Trying to leave 0.23 acres of Cascadia better than I found it
Monday, July 16, 2012
Back in March, I briefly referenced sunken garden beds, and just the other day I railed against the false wisdom of raised beds. The more I think about it, the more it seems like the garden wisdom takes a while to play out, and favors an oscillation, an ebb and flow, rather than zealous favoring of one level or another.
If you read the raised bed rant, you may have figured out that many of the problems stem from inflexibility: the unchanging, unyielding perimeter with a static elevation. Horizontal extent of a garden bed may be constrained by your available space, but still the bed (or at least the weeded portion thereof) should be able to grow over the summer, and perhaps retreat during winter.

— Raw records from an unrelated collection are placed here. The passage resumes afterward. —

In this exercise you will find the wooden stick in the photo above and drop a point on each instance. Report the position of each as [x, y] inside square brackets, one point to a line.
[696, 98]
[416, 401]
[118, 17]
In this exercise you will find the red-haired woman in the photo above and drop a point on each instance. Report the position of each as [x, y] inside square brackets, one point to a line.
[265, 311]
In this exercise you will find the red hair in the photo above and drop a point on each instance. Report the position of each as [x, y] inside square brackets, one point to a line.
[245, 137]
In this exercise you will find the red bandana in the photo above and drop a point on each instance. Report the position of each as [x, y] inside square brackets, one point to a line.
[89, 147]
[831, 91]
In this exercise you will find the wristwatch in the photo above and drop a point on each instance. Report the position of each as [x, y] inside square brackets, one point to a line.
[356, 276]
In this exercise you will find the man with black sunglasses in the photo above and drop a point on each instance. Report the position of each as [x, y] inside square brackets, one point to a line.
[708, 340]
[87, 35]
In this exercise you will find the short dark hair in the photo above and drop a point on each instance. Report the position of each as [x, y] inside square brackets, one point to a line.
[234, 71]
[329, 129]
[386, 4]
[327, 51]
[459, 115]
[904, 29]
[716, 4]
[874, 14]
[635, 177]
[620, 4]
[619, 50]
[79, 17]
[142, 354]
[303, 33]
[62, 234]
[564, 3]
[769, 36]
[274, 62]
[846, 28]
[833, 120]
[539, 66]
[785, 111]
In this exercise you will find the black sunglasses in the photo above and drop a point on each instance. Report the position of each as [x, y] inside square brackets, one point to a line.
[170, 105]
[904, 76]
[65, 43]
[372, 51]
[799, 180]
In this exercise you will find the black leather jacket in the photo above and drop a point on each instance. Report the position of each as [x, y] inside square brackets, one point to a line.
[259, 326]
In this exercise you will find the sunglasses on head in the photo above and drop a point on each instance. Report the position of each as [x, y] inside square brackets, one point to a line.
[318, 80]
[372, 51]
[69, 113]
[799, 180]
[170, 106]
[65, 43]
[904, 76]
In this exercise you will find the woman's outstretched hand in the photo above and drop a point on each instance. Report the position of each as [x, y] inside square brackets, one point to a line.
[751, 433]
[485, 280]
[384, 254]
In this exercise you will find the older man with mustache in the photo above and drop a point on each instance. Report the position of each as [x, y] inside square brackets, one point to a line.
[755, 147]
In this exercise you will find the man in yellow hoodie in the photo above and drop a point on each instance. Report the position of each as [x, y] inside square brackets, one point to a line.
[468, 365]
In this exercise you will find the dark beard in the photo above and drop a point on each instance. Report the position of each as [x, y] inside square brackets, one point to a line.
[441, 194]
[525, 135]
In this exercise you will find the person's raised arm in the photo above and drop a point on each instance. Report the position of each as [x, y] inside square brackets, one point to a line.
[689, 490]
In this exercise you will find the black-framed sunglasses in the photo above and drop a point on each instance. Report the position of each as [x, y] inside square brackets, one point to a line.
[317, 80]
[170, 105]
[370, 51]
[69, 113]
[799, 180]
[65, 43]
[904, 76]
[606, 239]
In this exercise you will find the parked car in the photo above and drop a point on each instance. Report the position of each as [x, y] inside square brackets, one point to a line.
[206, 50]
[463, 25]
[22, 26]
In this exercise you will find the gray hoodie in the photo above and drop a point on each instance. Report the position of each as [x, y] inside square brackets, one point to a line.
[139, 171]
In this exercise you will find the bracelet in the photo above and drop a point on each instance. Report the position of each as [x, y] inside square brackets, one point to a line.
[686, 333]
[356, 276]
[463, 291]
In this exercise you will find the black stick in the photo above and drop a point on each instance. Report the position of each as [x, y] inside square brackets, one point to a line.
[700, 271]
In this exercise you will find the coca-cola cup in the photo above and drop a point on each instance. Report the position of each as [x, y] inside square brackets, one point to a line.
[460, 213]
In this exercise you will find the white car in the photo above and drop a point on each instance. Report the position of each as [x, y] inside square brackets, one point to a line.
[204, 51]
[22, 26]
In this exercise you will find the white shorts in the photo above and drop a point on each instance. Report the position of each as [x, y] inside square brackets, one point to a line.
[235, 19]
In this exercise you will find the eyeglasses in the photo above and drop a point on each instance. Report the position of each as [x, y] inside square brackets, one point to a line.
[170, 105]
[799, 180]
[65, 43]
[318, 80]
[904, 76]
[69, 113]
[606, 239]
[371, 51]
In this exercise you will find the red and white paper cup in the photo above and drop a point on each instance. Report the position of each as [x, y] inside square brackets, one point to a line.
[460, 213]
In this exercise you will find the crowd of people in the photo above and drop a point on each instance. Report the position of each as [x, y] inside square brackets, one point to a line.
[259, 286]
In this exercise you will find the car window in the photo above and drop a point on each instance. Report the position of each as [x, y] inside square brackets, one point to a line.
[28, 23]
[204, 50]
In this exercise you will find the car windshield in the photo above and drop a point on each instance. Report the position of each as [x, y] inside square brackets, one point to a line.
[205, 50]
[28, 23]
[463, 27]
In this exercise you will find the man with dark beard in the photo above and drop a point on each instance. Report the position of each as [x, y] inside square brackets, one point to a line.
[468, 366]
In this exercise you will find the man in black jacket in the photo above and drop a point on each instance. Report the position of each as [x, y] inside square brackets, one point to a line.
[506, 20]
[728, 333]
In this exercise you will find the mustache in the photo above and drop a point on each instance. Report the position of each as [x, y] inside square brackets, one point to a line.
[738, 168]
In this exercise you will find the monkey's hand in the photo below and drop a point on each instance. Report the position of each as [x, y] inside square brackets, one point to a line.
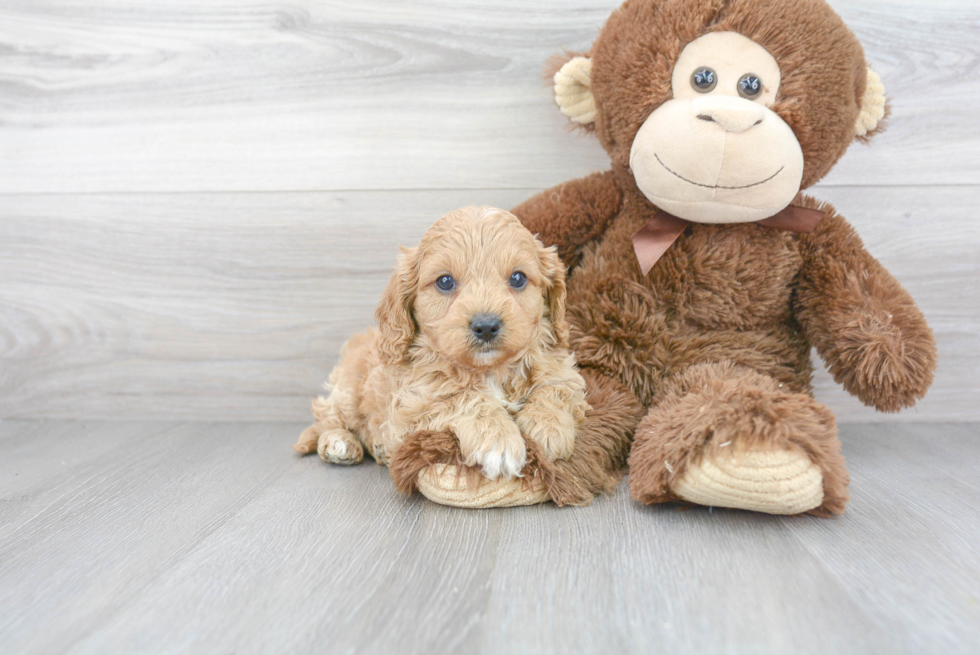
[867, 328]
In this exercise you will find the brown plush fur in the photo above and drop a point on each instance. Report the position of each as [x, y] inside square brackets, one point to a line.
[723, 324]
[722, 405]
[424, 371]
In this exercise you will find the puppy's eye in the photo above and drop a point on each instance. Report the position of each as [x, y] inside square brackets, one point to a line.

You can play around with elevation a lot more, though. Some plants like to be in mounds to begin with. You've heard of a 'hill of beans," right? My cukes start out in ringed hills worthy of Celtic chieftans. Then of course there are the potatoes and other plants that benefit from having more and more soil piled up around them as the season progresses. Meanwhile, blueberries and mints like the low wet ground, sopping up whatever water runs from the hills. Within a given bed, highs and lows occur across space and through time.
This attitude is especially well suited to my local soil, which is a fairly sandy loam borne of glacial retreat. It's easy to work. I dig out lawn and sculpt to the levels I want. Or give the bed a tilt. Banking a bed high to the north and low to the south creates a small advantage to crops in northern climes, bringing the ground a bit closer to perpendicular to the lines of photons coming from the sun, fooling seeds and starts into thinking they're a few weeks closer to summer. The same aspect that makes Washington's Columbia wines more famous than Oregon's--a southerly slope to the river--can be replicated on a small scale in my yard with just a shovel and garden rake.
The plants themselves add to the effect, and so planning is important. Put the raspberries and pole beans to the north, and work your way down to the ground-huggers at the south. A big plant at the south snags the photons, relegating anything north to a dank dark pit. Fine if you want ginseng and miners lettuce, but not so good for your garden variety plants. Knowing how early and how fast things grow matters, too; you can plant greens that rise early or late in the shadow of a mid-summer monster, since the don't much care for solstitial high noons anyway. Knowing when and how quickly each plant will grow and fade allows a gardener to overlap to a degree, getting more out of every inch of garden space.
Any one variety of plant ebbs and flows, and likes to be high and drained or low and sodden. Your whole bed may start small and grow over summer, flooding south, toward that that photosynthetic sunbilical, only to retreat again. I use this knowledge to be a little lazier, dispensing first with those heavy, labor intensive (and pestiferous, don't forget) walls. I may be still digging bigger well after the solstice if some plant or transplant could use the ground; no need to cram a Summer's worth of work in March. Go with the flow.
And don't fight the flow. Why would you want boards or bricks or railroad ties blocking your garden's roots? A single-level bed works fine for a monoculture, but not much more. Roto-tilling a big bed for a few tiny starts and seeds invites a flood of weeds. A rectangle of introduced 'soil' intensively cultivated, watered, and fertilized year after year is great, if your aim is to create pest habitat.
Summer's tide pulls high only once a year. Long northern days feed photons aplenty to the plants that ride this one big wave. Growth crests, and drops off when the clouds show up or the days just get too short. It's a good ride, and sooner than you'd like you slide into Winter, where there's time to reflect and maybe even think ahead.